There is also a lot of conversation around artificial intelligence. I think having an understanding of the do’s and don’ts for your business as it pertains to AI is going to be extremely important.
The last thing I’m keeping my eye on is the rise of messaging apps. We recently launched a project called “Beaumoji,” which is a suite of beauty-centric emojis. Emoticons are a visual language that everyone is using on Facebook Messenger, Snapchat, WhatsApp, and more. We developed Beaumojis to give our digital consumer a visual way to communicate about their passion for beauty.
CMO.com: How much of your innovation strategy is based on work that you do with the startup community?
Weiss: A big part of my job is actually working with the startup community. To give you an example, the Beaumoji project was made possible by working with a startup called Snaps that was funneled through our “Women in Digital” program. It’s a great example of how the startup community is helping us build these great user experiences.
For me, Snapchat was a startup that is now an important digital partner. Startups help us reach our consumers at scale, and they help us build different kinds of experiences than what we can build on our own. Working collaboratively with those kinds of partners is extremely important to continue learning and adapting our strategy.
CMO.com: How do you vet partners? We all get those emails, right?
Weiss: Yes, especially in this role. I like to take a venture-capital approach, looking at all the teams, evaluating what they can build, and envisioning real use cases. I specifically look to female entrepreneurs because they really understand our products.
CMO.com: How are you organized for innovation?
Weiss: I sit within our CMO group, which also includes our insights, media, retail, and product innovation teams.
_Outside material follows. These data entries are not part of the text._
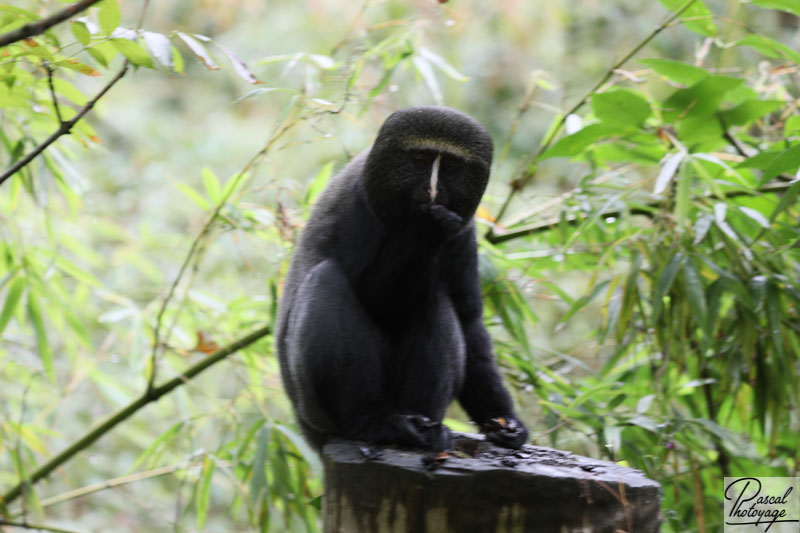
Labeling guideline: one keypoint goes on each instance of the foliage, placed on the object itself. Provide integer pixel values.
(640, 268)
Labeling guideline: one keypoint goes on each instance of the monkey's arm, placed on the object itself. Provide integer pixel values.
(483, 394)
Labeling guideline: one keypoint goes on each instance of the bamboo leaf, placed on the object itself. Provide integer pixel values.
(790, 6)
(695, 290)
(12, 299)
(665, 281)
(211, 184)
(133, 51)
(258, 481)
(676, 70)
(319, 183)
(667, 172)
(238, 65)
(203, 493)
(621, 105)
(160, 47)
(302, 446)
(198, 50)
(425, 70)
(108, 16)
(45, 352)
(697, 17)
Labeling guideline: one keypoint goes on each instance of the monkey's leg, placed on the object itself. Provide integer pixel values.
(337, 359)
(430, 367)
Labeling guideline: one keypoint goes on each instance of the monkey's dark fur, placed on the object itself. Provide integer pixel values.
(380, 326)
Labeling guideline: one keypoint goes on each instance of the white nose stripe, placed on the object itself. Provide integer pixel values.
(435, 177)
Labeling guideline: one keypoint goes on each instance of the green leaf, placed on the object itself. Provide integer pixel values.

We work in a collaborative fashion, which is reflected across our portfolio of brands. My focus is on go-to-market innovation, which is changing all the time as technology, consumer products, and services collide.
CMO.com: What haven’t you solved? What challenge is on your plate?
Weiss: I’m thinking really deeply now about what machine learning can do for our business. There’s a lot of talk about bots–what can and can’t they do. Is a computer smarter than a person? I don’t have all the answers, but that’s the nature of this job and what makes it so exciting.
For me, it feels like I’ve come full circle, and we’re at a stage in technology similar to the one that initially drew me to the space–we’re once again in an extreme time of change. There’s a ton of possibility right now, and it’s empowering to witness it and be able to embed it in our work at L’Oréal.
CMO.com: If you can give CMOs one piece of advice as it pertains to digital innovation, what would it be?
Weiss: Things won’t always turn out the way you planned. Marketing is changing so quickly right now, so be prepared for the unexpected and shift your mindset to a continuous state of learning. Being a lifetime student is the only way to keep up with the speed of innovation. Just remember it’s OK to not know it all.